Tout à coup, elle a été là, l’incroyable chanteuse cascadeuse joyeuse. D’où est-elle venue ? De Rome où elle est née ? De ses parents musiciens ? Mais non : de Venise, de l’esprit inlassable et enflammé de Venise, autrement dit d’Antonio Vivaldi.
Il a suffi qu’elle s’empare rythmiquement et vocalement de cette musique pour que celle-ci se mette à vivre comme jamais, à revivre, à supra-vivre travers les syllabes et sa gorge.
Nous sommes dans le superbe et imposant Teatro Olimpico de Vicence (Palladio), en juin 1998.
Cecilia, dans sa belle robe rouge, s’avance devant les musiciens. Elle tape un peu du pied, elle les lance.

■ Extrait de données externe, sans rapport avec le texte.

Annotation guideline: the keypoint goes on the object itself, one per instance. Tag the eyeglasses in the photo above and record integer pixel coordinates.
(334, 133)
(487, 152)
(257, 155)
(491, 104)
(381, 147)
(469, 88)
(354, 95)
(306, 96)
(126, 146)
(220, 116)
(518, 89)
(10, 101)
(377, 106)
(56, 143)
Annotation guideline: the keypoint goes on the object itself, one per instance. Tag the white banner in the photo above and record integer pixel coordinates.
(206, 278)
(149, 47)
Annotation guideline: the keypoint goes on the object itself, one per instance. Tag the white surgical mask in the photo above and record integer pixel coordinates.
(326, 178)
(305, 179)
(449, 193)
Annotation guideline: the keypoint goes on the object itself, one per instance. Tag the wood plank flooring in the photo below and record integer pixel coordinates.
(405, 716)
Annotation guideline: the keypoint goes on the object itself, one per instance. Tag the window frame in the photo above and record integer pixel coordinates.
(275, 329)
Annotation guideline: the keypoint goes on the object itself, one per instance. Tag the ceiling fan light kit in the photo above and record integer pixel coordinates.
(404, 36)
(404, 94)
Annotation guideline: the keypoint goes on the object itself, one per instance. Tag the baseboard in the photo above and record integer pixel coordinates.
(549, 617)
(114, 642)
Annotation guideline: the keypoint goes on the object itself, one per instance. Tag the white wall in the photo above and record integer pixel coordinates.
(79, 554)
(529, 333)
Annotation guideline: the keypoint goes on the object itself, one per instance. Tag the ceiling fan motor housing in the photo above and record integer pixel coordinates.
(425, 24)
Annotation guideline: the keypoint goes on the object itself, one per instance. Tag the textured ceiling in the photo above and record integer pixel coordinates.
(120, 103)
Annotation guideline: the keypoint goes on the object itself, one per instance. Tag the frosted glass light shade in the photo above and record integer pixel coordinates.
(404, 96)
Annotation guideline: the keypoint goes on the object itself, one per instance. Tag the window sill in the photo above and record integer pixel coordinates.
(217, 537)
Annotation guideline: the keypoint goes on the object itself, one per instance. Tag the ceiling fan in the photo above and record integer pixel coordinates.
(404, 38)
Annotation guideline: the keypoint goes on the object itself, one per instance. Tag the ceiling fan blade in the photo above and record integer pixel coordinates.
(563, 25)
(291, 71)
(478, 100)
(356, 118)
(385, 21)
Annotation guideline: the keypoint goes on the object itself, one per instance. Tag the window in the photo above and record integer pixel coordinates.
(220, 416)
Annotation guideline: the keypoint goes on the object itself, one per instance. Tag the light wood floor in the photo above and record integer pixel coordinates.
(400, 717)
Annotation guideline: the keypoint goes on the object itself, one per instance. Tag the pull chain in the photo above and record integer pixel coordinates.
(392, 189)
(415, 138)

Elle chante un air de Griselda (texte d’Apostolo Zeno, adapté par Goldoni). Je le donne aussi en français , mais il faut l’écouter en italien :

Agitata da due venti
freme l’onda in mar turbato
e’l nocchiero spaventato
già s’aspetta a naufragar.
Dal dovere da l’amore
combattuti questo core
non resist e par che ceda
e incominci a desperar.


Agitée par deux vents
l’onde frémit sur la mer troublée
et le marin épouvanté
se voit déjà faire naufrage
ce coeur combattu
par le devoir et par l’amour
ne résiste plus et semble céder
et commence à désespérer.

Tempête, donc. Désespoir ? Ce n’est pas ce qu’on va entendre. Attendez Cecilia sur le mot naufragar. Elle le module avec une joie sauvage, elle est ravie de sombrer, l’amour triomphe du devoir (dolore, amore). NAUFRAGAR ! Elle n’a jamais fait mieux, elle ne fera jamais mieux. Vitesse et virtuosité confondantes, éclairs, coups de vent, tornade, percussions, roucoulades, cela s’appelle, à l’époque de Vivaldi et de Haendel, « tordre la voix de légèreté ». Elle a voulu chanter dans ce théâtre, elle a minutieusement préparé son attentat. Ça passe, ça ne casse pas, c’est inouï de torsade. Le public est électrisé, un ange révolutionnaire vient de vibrer.
Cecilia est une grande musicienne (érudite) et une grande comédienne. Il faut la voir de près en concert, tête plus ou moins penchée, cou, poitrine, buste, cuisses, mains, chevilles, mimiques. Tout son corps est un instrument de souffle. Elle peut être furieuse, idyllique, pseudo-naïve, sentimentale, drôle, sadique, tendre, rêveuse, enfantine. Elle a fait le tour des mille détours. Elle prend les mots à la racine (divin italien), elle les étire et les broie, elle les catapulte, les caresse et les fouette. Vivaldi est un dieu incessant des températures, des heures, des saisons, des situations. Un dieu marin, tantôt en tourbillon, tantôt en lévitation. Il possède sa cantatrice, elle le possède. Une telle aptitude à la volupté abolit, chirurgicalement, des tonnes de musique romantique inutiles. Bartoli est une sorcière, une fée, une débauchée, une fille du peuple sensuelle et gaie, une artiste incroyable, une merveilleuse femme de la vie courante, une camarade, une aristocrate, une reine. Elle descend de tous les tableaux vénitiens, Vénus, saintes, elle est là, à la fin du XXe siècle et au début du XXIe. Toute l’actualité paraît lui donner tort, et c’est pour cela qu’elle a raison. Vous avez parié sur l’engloutissement de Venise ? Sur le naufrage de sa civilisation ? Perdu. Rien à attendre des sociétés, Venise ressuscite chaque fois que quelqu’un respire.
Une femme (et quelle femme !) vous le dit tout net.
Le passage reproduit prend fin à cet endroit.